Piëch: Damals hat all diese Dinge die Technikabteilung entschieden. Da wurde nicht der Vertrieb gefragt. Heute entscheidet vielmehr der Vertrieb über all diese Themen. Und der denkt konservativer.

Am Erfolg des Quattro hatte der Vertrieb auch seine Zweifel. Der damalige VW-Vertriebschef W. P. Schmidt hat sie offen geäußert.

Piëch: Das hat mich als Audi-Vorstand nicht gestört. In der niedersächsischen Tiefebene braucht man den Allradantrieb vielleicht nicht. Aber BMW hätte den xDrive sicher nicht gemacht, wenn man das Potenzial nicht erkannt hätte.

Sie haben damals den letzten Sport Quattro für Ihre Frau bestellt.

Piëch: Nachdem Wolfgang Habbel, mein Vorstandsvorsitzender bei Audi, auch gesagt hatte, die 200 Sport Quattro würden wir nie verkaufen, habe ich den letzten für meine Frau bestellt.
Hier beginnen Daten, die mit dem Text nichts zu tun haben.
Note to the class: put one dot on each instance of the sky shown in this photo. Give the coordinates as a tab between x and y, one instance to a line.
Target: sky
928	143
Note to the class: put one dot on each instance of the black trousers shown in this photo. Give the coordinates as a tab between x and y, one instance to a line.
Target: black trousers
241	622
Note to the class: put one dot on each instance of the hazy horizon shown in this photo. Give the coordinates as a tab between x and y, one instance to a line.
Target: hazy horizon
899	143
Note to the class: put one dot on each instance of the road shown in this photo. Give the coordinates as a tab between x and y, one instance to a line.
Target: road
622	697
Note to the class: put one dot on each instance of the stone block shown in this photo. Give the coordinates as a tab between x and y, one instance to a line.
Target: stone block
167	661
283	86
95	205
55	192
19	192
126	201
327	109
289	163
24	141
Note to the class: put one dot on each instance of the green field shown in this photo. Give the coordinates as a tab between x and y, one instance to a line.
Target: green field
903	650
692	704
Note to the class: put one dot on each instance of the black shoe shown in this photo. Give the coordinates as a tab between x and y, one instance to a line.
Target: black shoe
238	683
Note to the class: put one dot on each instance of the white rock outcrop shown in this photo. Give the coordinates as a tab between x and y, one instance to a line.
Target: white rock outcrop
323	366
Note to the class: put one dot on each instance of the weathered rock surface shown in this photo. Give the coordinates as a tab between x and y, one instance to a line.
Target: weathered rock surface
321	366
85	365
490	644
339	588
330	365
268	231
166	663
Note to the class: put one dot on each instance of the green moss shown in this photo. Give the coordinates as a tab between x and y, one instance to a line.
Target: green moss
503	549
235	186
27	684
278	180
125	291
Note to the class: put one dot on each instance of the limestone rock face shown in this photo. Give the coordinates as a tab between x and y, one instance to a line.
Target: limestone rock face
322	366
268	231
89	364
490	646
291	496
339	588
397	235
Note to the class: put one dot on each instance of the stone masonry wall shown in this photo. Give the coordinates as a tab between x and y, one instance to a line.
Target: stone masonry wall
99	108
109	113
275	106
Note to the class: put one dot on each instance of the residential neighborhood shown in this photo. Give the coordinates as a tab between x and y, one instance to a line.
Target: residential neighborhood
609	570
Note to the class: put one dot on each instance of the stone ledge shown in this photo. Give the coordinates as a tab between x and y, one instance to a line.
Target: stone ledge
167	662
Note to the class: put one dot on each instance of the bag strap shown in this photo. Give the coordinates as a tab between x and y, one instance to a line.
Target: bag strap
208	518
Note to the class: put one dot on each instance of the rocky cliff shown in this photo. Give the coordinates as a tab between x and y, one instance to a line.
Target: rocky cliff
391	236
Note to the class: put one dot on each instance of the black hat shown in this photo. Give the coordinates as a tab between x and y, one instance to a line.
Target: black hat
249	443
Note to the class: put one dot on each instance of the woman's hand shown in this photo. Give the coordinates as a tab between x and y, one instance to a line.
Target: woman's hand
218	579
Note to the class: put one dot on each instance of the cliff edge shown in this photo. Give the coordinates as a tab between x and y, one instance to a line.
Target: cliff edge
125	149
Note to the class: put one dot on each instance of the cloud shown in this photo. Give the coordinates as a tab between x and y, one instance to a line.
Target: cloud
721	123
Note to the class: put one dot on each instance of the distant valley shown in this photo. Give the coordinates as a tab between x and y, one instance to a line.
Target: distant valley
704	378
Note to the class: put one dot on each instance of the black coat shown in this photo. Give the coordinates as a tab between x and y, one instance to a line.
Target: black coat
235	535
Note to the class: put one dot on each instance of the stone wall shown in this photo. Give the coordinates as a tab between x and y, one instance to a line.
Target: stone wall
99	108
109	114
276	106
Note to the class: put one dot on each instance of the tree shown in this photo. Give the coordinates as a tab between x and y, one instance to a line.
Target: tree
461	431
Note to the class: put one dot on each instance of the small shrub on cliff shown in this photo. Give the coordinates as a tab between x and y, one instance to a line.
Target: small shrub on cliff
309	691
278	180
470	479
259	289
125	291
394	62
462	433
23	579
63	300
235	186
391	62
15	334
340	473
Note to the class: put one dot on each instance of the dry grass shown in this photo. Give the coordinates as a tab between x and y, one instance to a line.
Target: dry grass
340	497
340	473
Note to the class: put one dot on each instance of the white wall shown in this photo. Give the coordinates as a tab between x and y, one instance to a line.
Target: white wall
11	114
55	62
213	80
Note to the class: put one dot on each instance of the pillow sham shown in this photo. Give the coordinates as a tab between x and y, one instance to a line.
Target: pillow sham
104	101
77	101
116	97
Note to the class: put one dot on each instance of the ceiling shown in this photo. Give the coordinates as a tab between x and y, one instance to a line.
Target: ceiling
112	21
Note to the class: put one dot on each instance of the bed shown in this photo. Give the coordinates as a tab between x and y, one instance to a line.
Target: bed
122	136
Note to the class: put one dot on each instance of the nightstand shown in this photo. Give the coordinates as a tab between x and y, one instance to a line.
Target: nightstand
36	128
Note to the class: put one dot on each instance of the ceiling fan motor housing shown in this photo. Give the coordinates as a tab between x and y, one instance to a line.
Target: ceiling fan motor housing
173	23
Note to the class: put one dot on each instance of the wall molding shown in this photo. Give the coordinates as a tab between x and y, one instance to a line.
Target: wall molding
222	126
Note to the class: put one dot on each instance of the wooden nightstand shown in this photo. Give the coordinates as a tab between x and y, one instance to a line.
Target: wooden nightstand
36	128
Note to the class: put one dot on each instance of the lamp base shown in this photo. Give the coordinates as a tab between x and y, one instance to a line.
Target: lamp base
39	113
Das wurde am Ende aber noch eng.

Piëch: Wir hatten damals gute Kontakte zum Sultan von Oman. Der bekam einen Sport Quattro zur Probefahrt. Und er war so begeistert, dass er für ein Familienfest gleich 16 Autos bestellt hat. Es gab aber nur noch acht oder zehn Autos aus der Produktion. Dann wurde unser Importeur so lange aus dem Land verwiesen, bis er die 16 Autos zusammenhatte. Der ist dann mit einem Koffer voll Geld durch Deutschland gereist.

Das Interview wurde in der auto motor und sport-Ausgabe 7/2015 veröffentlicht.